Back to reality: research reveals new play-time habits

By Ashley Boyle

Although superheroes and mythical characters dominate children’s films, scientists believe that the toys that are associated with these stories are not as desirable as first thought. Recent studies suggest that children are not as interested in pretend games and would rather play games which involved real life experiences.

Researchers say that it is less appealing to play an imaginary game because it is too different to reality. They suggested that the children, as soon as they can talk, seek the chance to help their parents with everyday tasks, things which adults may find simple or routine. They appear eager to learn and would often prefer to carry out tasks, such as cutting vegetables or feeding a baby, rather than pretend to do so.

Children within tribes and farming villages already take on a lot of these traits, as they are less likely to take part in fantasy games compared to western children. Instead their parents would actually encourage them to explore and use real tools, such as knives and firewood, as so to prepare them for adulthood. The parents feel that whilst it could sometimes be risky, their children will consequently learn valuable lessons by themselves if they are more hands on.
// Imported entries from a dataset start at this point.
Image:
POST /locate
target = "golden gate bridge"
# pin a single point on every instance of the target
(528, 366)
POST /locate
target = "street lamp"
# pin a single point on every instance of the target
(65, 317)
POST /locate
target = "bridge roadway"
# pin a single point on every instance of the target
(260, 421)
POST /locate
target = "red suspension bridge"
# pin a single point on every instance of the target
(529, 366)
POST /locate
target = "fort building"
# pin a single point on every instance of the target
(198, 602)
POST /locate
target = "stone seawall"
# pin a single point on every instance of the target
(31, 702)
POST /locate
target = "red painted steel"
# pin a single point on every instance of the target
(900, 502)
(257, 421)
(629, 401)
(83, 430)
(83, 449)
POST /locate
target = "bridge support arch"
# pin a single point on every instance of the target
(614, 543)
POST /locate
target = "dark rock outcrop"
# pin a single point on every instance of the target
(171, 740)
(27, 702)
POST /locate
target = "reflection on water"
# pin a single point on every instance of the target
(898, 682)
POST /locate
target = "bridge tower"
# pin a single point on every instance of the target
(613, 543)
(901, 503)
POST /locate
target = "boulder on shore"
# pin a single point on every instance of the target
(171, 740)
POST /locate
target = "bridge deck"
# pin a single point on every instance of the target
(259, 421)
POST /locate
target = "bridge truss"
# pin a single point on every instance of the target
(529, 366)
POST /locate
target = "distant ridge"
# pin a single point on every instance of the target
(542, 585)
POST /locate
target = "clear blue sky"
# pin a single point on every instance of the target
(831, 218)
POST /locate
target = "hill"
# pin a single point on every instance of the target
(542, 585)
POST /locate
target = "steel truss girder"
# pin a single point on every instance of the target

The experiment consisted of allowing some children to take part in an activity, whether imaginary or actual. Some of the children found the actual tasks more appealing to them because they were things that they would not normally do. Because of this, they were seen as fun tasks or novel when they could take part. One child described how they had never actually talked on the phone as a reason for picking the practical over the pretend. Whilst some children were keen to try new things, others who picked the pretend over practical did so because of the fear of the unknown or simply because they were happy with just pretending.

A second test was taken on 3 to 6 year olds which monitored the children’s playing habits with real objects, such as a microscope, and the toys that replicated these objects. They found that whilst the younger children spent an equal amount of time on average playing with both real and pretend objects, the older children among the sample of 16 spent nearly double the amount of time with the real objects than that with the toys.

Ultimately, it seems that children today are eager to be entertained by regular tasks or objects compared to more traditional toys, meaning that children may start swapping Barbies for some Marigolds in the future.